Scanning down the very long list of this holiday season’s college football bowl game schedule in the newspaper, I saw four maybe five games that I would watch on television during the next six weeks. Along with the national championship game between Alabama and Notre Dame, I will probably watch the Cotton, Fiesta, Rose and Capital One Bowls. I might watch the Outback Bowl just to root for South Carolina against That School Up North (Michigan, to non-Buckeye readers).
There are a total of thirty-five bowl games this year, meaning seventy football teams will be playing in one during the coming weeks. With one hundred and twenty division one teams, this means nearly sixty percent of all major college football programs will be going to a bowl game. With the exception of its fans and alumni, does anyone really care to watch Western Kentucky (7-5) play Central Michigan (6-6) in the Little Caesar’s Pizza Bowl? Or Texas Tech (7-5) play Minnesota (6-6) in the Meineke Car Care Bowl? How about Rice (6-6) and Air Force (6-6) matching up in the Armed Forces Bowl? Or maybe Pittsburg (6-6) and Mississippi (6-6) in the BBVA Compass Bowl? I mean no disrespect toward these schools, but should these teams be awarded an invitation to play in a bowl game sporting these records? There is even one school with a losing record, Georgia Tech (6-7), playing Southern California (7-5) in the Sun Bowl. In most years, there is usually one or two teams that are awarded a bowl game even after firing its head coach, presumably for having one bad year too many.

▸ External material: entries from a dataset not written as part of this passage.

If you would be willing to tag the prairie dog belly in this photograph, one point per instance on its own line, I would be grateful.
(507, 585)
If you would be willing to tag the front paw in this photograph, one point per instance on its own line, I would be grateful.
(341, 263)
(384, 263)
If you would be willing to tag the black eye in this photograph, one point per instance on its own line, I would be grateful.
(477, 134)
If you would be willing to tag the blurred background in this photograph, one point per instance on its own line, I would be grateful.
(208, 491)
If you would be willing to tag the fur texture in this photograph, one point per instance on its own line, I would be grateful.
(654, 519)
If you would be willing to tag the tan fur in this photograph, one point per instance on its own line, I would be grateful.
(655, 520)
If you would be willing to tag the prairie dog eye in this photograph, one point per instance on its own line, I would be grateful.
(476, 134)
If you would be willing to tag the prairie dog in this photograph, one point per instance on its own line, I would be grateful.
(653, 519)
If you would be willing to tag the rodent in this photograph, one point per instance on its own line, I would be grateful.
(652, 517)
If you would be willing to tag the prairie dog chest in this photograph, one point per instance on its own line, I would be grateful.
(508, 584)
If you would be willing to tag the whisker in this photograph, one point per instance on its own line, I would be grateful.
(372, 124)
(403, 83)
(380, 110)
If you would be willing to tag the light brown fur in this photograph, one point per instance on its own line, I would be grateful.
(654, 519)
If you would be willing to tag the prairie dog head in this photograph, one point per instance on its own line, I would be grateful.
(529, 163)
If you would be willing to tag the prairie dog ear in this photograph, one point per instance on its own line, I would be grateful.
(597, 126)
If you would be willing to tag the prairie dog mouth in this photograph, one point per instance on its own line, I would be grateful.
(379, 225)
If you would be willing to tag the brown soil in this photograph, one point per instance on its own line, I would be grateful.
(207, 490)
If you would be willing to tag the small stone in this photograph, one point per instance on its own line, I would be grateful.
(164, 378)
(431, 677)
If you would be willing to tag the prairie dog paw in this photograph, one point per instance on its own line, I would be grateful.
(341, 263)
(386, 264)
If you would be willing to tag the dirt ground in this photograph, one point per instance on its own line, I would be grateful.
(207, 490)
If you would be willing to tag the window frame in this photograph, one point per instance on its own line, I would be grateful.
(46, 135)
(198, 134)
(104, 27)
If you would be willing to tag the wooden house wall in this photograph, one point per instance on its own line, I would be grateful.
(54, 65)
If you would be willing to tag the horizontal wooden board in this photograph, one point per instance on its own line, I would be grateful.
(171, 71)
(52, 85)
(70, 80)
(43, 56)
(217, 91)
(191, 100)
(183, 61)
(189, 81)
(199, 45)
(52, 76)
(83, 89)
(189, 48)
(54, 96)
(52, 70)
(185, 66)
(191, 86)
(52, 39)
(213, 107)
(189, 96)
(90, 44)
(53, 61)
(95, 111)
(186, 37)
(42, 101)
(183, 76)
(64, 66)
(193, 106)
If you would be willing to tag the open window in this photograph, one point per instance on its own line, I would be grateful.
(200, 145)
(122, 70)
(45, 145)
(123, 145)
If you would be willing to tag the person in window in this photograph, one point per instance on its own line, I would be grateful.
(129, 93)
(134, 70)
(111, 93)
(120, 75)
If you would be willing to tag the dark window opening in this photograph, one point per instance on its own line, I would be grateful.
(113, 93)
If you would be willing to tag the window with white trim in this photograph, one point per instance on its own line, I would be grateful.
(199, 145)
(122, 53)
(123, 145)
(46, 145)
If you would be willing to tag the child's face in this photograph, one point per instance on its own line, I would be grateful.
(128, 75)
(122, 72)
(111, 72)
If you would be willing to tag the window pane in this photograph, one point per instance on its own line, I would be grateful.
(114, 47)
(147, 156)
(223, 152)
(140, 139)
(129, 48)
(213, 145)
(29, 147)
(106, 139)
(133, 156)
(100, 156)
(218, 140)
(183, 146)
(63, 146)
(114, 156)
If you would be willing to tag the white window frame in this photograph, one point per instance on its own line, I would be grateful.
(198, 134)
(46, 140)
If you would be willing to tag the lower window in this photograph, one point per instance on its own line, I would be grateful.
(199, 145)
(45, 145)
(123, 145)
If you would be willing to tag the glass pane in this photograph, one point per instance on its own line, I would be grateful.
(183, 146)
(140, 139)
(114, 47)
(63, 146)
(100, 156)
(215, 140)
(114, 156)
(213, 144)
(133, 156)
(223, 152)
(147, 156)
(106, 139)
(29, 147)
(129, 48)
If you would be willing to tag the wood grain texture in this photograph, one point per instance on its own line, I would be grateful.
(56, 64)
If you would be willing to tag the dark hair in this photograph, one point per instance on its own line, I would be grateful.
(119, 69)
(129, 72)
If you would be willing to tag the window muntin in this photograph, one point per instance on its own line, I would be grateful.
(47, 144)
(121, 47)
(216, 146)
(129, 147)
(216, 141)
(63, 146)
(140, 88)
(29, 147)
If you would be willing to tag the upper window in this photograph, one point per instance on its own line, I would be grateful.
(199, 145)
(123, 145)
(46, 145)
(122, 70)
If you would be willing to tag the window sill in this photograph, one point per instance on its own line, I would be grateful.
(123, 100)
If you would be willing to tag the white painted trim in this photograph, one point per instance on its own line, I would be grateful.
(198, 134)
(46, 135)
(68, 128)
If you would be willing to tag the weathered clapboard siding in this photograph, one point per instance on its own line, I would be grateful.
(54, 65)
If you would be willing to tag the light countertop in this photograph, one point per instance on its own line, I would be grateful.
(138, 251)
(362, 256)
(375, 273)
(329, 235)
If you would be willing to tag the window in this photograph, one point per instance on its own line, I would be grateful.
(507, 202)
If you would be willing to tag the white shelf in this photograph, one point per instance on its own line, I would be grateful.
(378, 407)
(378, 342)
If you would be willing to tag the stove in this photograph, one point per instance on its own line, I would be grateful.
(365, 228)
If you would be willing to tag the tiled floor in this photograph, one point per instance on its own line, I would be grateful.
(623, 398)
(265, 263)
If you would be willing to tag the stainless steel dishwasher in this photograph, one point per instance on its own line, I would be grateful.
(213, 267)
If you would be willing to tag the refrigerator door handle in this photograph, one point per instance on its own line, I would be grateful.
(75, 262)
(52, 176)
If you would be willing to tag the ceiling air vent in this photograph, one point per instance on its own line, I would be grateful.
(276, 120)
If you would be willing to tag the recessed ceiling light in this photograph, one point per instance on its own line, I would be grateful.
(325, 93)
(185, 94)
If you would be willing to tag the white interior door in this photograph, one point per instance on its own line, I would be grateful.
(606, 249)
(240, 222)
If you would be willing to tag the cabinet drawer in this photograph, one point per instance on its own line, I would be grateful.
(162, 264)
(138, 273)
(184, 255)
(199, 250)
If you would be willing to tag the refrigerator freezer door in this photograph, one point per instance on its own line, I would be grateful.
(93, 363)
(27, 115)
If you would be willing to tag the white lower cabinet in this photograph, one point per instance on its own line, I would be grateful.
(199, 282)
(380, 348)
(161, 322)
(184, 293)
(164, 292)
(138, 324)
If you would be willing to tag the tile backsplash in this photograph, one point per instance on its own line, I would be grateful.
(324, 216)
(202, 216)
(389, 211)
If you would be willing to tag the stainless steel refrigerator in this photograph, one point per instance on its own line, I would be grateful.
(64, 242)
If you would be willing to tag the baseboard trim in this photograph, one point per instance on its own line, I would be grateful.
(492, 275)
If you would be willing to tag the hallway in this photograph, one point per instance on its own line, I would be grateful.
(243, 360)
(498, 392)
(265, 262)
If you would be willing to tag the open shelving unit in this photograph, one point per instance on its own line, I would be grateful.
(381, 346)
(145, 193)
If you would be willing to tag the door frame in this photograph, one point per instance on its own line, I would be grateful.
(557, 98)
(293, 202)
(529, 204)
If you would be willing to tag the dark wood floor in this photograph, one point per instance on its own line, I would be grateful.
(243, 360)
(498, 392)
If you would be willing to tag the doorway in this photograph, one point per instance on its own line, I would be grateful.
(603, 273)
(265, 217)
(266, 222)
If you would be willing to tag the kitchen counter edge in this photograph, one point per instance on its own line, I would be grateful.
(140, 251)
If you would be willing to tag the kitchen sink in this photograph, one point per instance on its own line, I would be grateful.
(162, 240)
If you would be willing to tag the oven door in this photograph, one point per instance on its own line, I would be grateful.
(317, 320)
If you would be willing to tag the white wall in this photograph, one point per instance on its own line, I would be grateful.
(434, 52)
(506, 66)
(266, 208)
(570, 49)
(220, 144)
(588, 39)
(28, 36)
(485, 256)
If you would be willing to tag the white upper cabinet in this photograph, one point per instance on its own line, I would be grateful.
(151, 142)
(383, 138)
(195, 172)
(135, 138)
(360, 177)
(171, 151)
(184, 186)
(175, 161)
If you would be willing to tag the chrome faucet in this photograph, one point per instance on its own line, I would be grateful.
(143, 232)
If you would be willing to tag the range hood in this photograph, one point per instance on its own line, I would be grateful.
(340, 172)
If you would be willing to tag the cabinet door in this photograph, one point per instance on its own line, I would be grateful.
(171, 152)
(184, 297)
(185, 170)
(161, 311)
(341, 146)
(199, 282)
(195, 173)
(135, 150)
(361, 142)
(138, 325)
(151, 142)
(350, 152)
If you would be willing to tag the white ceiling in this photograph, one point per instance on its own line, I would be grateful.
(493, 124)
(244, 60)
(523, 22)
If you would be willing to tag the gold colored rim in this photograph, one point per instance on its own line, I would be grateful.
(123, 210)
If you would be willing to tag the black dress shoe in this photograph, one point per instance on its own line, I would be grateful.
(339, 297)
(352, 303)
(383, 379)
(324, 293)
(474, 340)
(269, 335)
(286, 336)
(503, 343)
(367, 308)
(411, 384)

Maybe it is just me becoming more cynical as I age; however, there are fourteen teams playing in bowl games with a 7-5 record, and twelve teams playing with a 6-6 record. Once upon a time, teams were awarded bowl games because they were champions of their conference. Now days, the only requirement is that a team win six games. America no longer prides itself with greatness, we have become a nation that awards mediocrity, not only awarding football teams for winning half their games, but we now give trophies to every participant in peewee football and baseball, or television making stars out of people who possess absolutely no talent whatsoever. As a country that proudly boasts it being the all-time greatest nation ever, it seems to me that America has now settled for far less.